Credentials are stored at `~/.pretorin/config.json`.

| Variable | Description |
|----------|-------------|
| `PRETORIN_API_KEY` | API key for platform access (overrides stored config) |
| `PRETORIN_PLATFORM_API_BASE_URL` | Platform REST API base URL (`/api/v1/public`) |
| `PRETORIN_API_BASE_URL` | Backward-compatible alias for `PRETORIN_PLATFORM_API_BASE_URL` |
| `PRETORIN_MODEL_API_BASE_URL` | Model API base URL used by agent/harness flows (default: `https://platform.pretorin.com/api/v1/public/model`) |
| `OPENAI_API_KEY` | Optional model key override for agent runtime |

## Documentation

Full documentation is built with [mdbook](https://rust-lang.github.io/mdBook/). To view it locally:

```bash
# Install mdbook (if you don't have it)
cargo install mdbook

# Serve the docs and open in your browser
cd docs && mdbook serve --open
```

This starts a local server at `http://localhost:3000` with live-reload.

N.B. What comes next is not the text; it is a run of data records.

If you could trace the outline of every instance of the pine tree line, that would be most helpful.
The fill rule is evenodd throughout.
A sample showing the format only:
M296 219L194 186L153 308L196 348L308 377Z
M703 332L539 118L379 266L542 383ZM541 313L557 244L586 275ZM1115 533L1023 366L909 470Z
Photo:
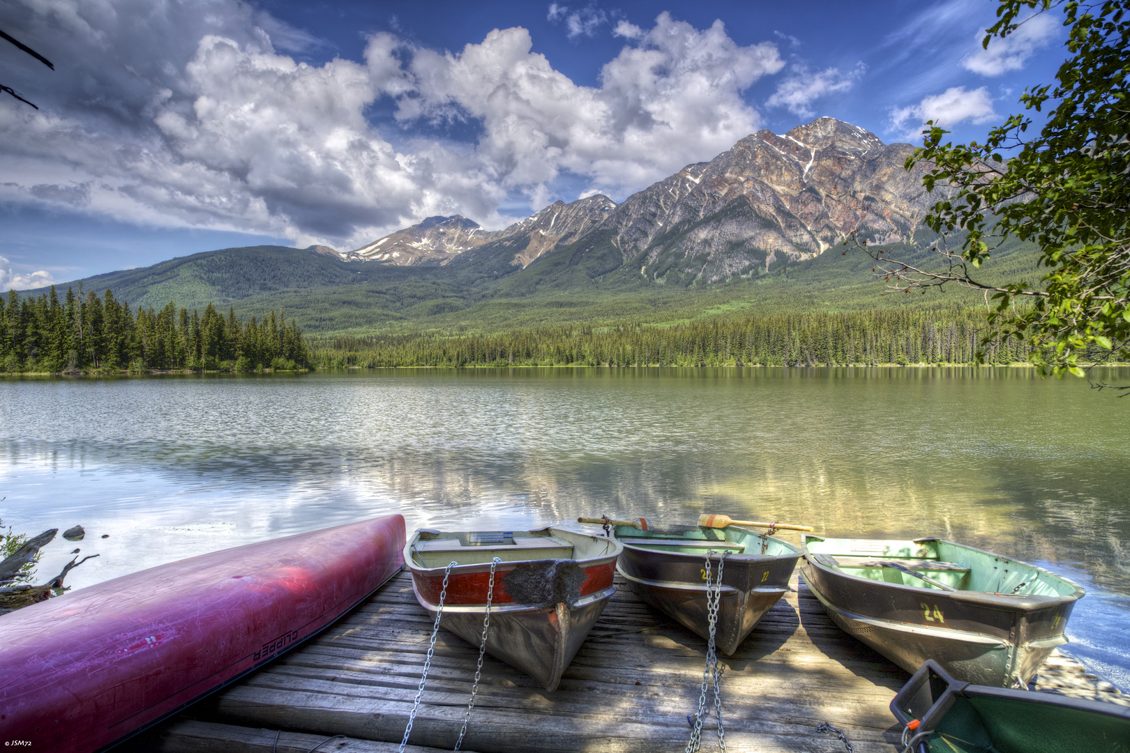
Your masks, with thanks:
M146 369L293 369L308 362L302 329L282 314L241 322L208 304L201 315L169 303L159 312L118 301L111 290L62 301L54 287L38 297L0 296L0 371L142 371Z
M988 333L984 309L906 308L728 317L672 327L559 326L498 335L312 338L321 368L386 366L817 366L1026 360Z

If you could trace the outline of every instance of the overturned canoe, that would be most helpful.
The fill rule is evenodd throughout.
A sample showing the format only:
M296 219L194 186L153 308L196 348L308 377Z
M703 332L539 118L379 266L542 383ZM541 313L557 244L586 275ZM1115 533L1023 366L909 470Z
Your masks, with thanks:
M87 753L294 648L400 571L399 515L162 564L0 618L0 729ZM21 743L23 744L23 743Z
M434 618L447 579L441 627L478 646L487 604L488 654L556 690L592 624L615 592L619 543L563 528L541 531L417 531L405 546L412 590Z
M728 552L722 568L714 640L730 656L789 589L800 550L773 536L730 526L669 526L638 531L617 526L624 544L616 566L632 590L688 630L710 639L706 611L706 552ZM712 576L713 577L713 576Z
M1130 708L973 685L929 660L890 710L913 753L1130 753Z
M849 634L915 672L935 659L963 682L1025 685L1086 592L1067 578L942 539L805 536L801 572Z

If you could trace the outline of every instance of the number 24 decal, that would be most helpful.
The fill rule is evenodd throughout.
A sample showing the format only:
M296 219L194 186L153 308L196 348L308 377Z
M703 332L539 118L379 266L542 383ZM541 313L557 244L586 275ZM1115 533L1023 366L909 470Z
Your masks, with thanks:
M946 621L941 616L941 610L938 608L937 604L933 605L933 612L932 613L930 611L931 607L930 607L929 604L919 604L919 607L922 608L922 613L925 615L927 622L945 622ZM932 614L932 616L931 616L931 614Z

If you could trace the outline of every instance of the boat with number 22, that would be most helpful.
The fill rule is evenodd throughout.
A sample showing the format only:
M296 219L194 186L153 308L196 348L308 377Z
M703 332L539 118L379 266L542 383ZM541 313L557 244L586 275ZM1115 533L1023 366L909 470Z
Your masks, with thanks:
M620 551L610 539L564 528L425 529L408 541L405 561L420 606L435 618L442 603L440 627L479 646L498 558L486 651L555 690L615 590Z

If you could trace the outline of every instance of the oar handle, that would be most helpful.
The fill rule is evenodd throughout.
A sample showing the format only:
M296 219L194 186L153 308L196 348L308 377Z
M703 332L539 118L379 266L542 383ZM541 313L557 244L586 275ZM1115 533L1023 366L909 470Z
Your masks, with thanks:
M754 526L755 528L773 528L774 531L816 531L812 526L798 526L791 523L762 523L760 520L734 520L729 515L698 516L698 525L705 528L725 528L727 526Z
M757 520L730 520L731 525L754 526L755 528L776 528L777 531L816 531L812 526L794 526L789 523L758 523Z

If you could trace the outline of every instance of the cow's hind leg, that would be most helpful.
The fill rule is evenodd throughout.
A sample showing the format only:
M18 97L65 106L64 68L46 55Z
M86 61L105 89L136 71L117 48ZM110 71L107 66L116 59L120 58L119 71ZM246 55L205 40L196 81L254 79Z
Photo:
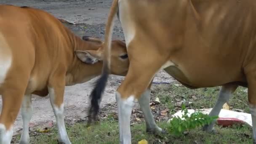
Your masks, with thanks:
M29 144L30 141L29 134L29 124L32 117L32 107L31 101L32 95L24 96L21 105L21 114L23 122L23 129L21 133L20 144Z
M146 131L155 133L164 132L162 128L156 124L154 116L151 112L149 105L150 101L150 86L141 95L139 99L139 103L143 112L144 118L146 122Z
M209 114L209 116L218 116L224 104L228 102L233 93L237 88L238 85L232 84L227 84L223 85L219 93L218 100L214 107ZM204 126L203 130L208 132L214 130L214 126L216 120L212 122L210 124Z
M146 45L147 43L143 43L141 40L138 40L137 43L134 41L133 42L133 43L130 43L128 47L128 56L130 58L129 70L125 80L116 93L120 142L125 144L131 143L130 119L135 102L140 99L141 96L146 91L155 74L166 62L164 61L168 59L168 56L156 53L155 48L152 48L152 45L150 44ZM146 52L144 51L144 47L147 48ZM144 54L141 55L143 53ZM149 57L150 58L149 59ZM148 94L142 95L145 95L144 96L146 97L141 99L141 104L143 107L147 107L147 104L149 104ZM146 101L143 104L143 99L145 99ZM147 110L148 108L144 107L143 109L146 113L149 112L148 109ZM146 115L148 116L149 115ZM151 116L149 116L148 118L152 121Z
M59 142L71 144L64 122L64 95L65 74L56 74L50 78L48 91L51 104L56 118Z
M22 72L20 72L20 73ZM13 125L21 105L28 82L28 75L8 77L1 87L3 108L0 116L0 144L10 144Z

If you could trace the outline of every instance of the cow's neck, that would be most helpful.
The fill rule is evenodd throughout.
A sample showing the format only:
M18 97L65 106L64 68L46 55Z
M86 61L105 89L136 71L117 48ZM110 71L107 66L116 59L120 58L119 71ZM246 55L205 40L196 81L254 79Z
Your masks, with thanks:
M96 50L99 46L99 45L85 41L75 35L72 36L71 40L73 45L73 51ZM73 59L66 75L66 85L83 83L101 74L102 62L99 62L93 64L85 64L77 58L75 53L72 54Z

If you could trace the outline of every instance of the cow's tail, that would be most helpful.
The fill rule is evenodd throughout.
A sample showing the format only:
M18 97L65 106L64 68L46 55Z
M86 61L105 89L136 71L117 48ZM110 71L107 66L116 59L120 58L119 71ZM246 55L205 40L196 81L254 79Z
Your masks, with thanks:
M101 75L100 77L96 81L94 88L90 95L91 99L91 106L88 117L89 124L92 120L96 120L97 117L102 94L104 92L105 88L107 85L108 76L110 73L112 30L114 25L114 18L117 12L118 5L118 0L114 0L112 3L106 25L103 67Z

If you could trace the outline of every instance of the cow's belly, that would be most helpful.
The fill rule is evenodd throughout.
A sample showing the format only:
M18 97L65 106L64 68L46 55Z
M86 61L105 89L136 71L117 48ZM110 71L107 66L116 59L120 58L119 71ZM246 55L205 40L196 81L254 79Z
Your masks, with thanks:
M48 94L48 77L46 75L32 75L29 80L26 94L34 94L44 96Z
M213 67L199 67L195 66L194 69L189 69L179 65L171 66L164 69L181 83L192 88L214 87L232 83L246 83L242 76L237 75L239 72L232 72L232 70L215 69L214 70Z

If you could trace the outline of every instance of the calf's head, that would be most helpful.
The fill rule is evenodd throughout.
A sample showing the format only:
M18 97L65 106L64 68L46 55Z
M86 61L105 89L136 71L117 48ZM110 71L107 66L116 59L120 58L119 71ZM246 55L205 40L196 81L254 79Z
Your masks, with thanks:
M83 39L90 44L86 50L75 51L77 57L85 64L103 65L104 43L101 40L88 36L83 36ZM125 76L128 69L129 61L126 47L124 42L114 40L111 43L112 51L110 72L112 75ZM90 70L90 69L88 69Z

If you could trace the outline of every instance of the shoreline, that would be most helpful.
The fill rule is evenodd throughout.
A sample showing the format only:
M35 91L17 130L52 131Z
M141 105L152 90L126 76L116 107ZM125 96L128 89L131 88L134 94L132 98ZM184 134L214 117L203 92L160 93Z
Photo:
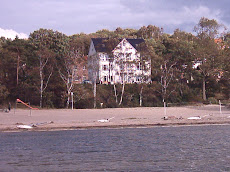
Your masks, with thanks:
M0 119L0 132L229 125L230 109L223 106L220 112L218 105L167 107L166 115L163 107L16 109L10 113L1 112ZM32 124L35 127L31 129L17 127Z
M90 129L126 129L126 128L154 128L154 127L191 127L191 126L212 126L212 125L230 125L229 122L199 122L199 123L169 123L169 124L139 124L139 125L114 125L114 126L88 126L88 127L39 127L33 129L18 129L18 128L5 128L0 129L0 132L13 133L13 132L45 132L45 131L72 131L72 130L90 130Z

To build static HTML without serving:

```bash
./tools/build-docs.sh
# Output is in docs/book/ and includes llms.txt / llms-full.txt
```

### Quick links

- [CLI reference](docs/src/cli/command-reference.md)
- [MCP integration guide](docs/src/mcp/overview.md)
- [Bundled skill guide](pretorin-skill/SKILL.md)
- [Contributing](CONTRIBUTING.md)
- [Trademarks](TRADEMARKS.md)

## Development

```bash
git clone https://github.com/pretorin-ai/pretorin-cli.git
cd pretorin-cli
uv pip install -e ".[dev]"
pytest
ruff check src/pretorin
ruff format --check src/pretorin
```

## License

Licensed under the Apache License, Version 2.0. See [LICENSE](LICENSE).

The Apache-2.0 license applies to the source code in this repository. It does not grant rights to Pretorin trademarks, logos, or branding, and it does not change the separate terms that govern access to Pretorin-hosted platform services and data. See [TRADEMARKS.md](TRADEMARKS.md).